Morgan McLean - Google
This talk is all about opencensus.io. Morgan is the PM for it. He's arguing that the usual N pillars of observability is not sufficient to... have observability.
Instead he's saying context/topology+status+root cause analysis == observability.
Opencensus does:
- distributed traces
- tags
- metrics
They're providing libraries in a bunch of languages. This seems like a plug-and-play replacement for a prometheus+zipkin stack? https://opencensus.io/faq/index.html
n.b.: The Python clientlibs aren't complete yet. They do tracing but not metrics exporting yet.
Very focused on app-level telemetry. Don't really support system metrics etc.
Overall: out of the box observability. Writing your own exporter is super easy etc.
Yan Cui - DAZN
Sports streaming site. Not launched in the US yet, but soon.
Not being able to install daemons (bc serverless) makes life hard. You don't want it in your critical path etc.
Great Charity Majors quote:
With distributed systems you don't care about the health of the system - you care about the health of the event or the slice.
Prateek Rungta - Uber
Golden Signals: Something high in signal/noise ratio. Lots of them come from the SRE book.
Auto-create dashboards for your services.
Group alerts (we do this) and set some alerts as dependent on others (we don't quite do this, but we probably could).
400-600M raw metrics per second. 20M stored metrics per second. Seeing about 20% growth quarter over quarter.

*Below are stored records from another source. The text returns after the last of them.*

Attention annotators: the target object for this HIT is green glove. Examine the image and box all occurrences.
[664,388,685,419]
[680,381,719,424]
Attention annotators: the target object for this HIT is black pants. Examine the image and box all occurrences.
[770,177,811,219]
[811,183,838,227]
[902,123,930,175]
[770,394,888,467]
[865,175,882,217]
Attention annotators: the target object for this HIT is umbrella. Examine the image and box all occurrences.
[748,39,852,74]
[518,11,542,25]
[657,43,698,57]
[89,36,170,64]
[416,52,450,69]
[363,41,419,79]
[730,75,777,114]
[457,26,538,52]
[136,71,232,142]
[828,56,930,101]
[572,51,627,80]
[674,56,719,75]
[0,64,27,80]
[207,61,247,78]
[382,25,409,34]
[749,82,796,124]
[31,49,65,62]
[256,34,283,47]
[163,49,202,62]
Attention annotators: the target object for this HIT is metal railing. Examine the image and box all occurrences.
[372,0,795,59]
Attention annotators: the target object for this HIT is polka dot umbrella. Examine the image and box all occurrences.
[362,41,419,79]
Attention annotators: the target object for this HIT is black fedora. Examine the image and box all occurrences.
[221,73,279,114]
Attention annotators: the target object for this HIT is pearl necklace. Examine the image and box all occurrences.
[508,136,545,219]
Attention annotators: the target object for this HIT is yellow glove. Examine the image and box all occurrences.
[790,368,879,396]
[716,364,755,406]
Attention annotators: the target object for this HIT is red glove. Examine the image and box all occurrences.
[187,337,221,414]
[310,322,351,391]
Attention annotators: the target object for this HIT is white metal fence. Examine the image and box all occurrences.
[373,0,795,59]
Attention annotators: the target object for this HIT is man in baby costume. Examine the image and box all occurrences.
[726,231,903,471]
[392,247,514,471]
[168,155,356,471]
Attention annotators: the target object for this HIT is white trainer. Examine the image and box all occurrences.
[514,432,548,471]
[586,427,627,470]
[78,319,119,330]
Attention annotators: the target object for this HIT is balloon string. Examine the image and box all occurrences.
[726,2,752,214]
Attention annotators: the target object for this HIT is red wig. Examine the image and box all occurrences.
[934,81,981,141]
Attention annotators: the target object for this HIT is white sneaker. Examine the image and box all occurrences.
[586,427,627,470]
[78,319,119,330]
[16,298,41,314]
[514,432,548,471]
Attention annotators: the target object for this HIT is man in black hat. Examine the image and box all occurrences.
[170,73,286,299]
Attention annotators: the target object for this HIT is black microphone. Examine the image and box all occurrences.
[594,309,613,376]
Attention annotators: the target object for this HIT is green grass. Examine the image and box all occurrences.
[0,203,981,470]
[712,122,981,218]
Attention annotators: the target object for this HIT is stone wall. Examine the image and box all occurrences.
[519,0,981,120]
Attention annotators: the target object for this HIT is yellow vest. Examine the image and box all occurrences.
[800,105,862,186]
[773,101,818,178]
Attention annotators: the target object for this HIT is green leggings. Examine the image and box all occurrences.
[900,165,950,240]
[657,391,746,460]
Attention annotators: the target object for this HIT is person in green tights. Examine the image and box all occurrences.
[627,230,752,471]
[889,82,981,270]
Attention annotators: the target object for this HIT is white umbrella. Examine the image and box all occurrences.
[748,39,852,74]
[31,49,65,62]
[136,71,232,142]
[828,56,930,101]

2014-2015: Graphite. 2015-2016: Cassandra, with 16x YoY growth. Expensive, more than 1500 Cassandra hosts! Mostly due to compactions and slow repairs, and they ended up turning down replication factor to cope. Sound familiar?!
They looked at OSS products, none scaled that far. They looked at vendors, none that cost effective. So they wrote their own: M3DB. It's open source.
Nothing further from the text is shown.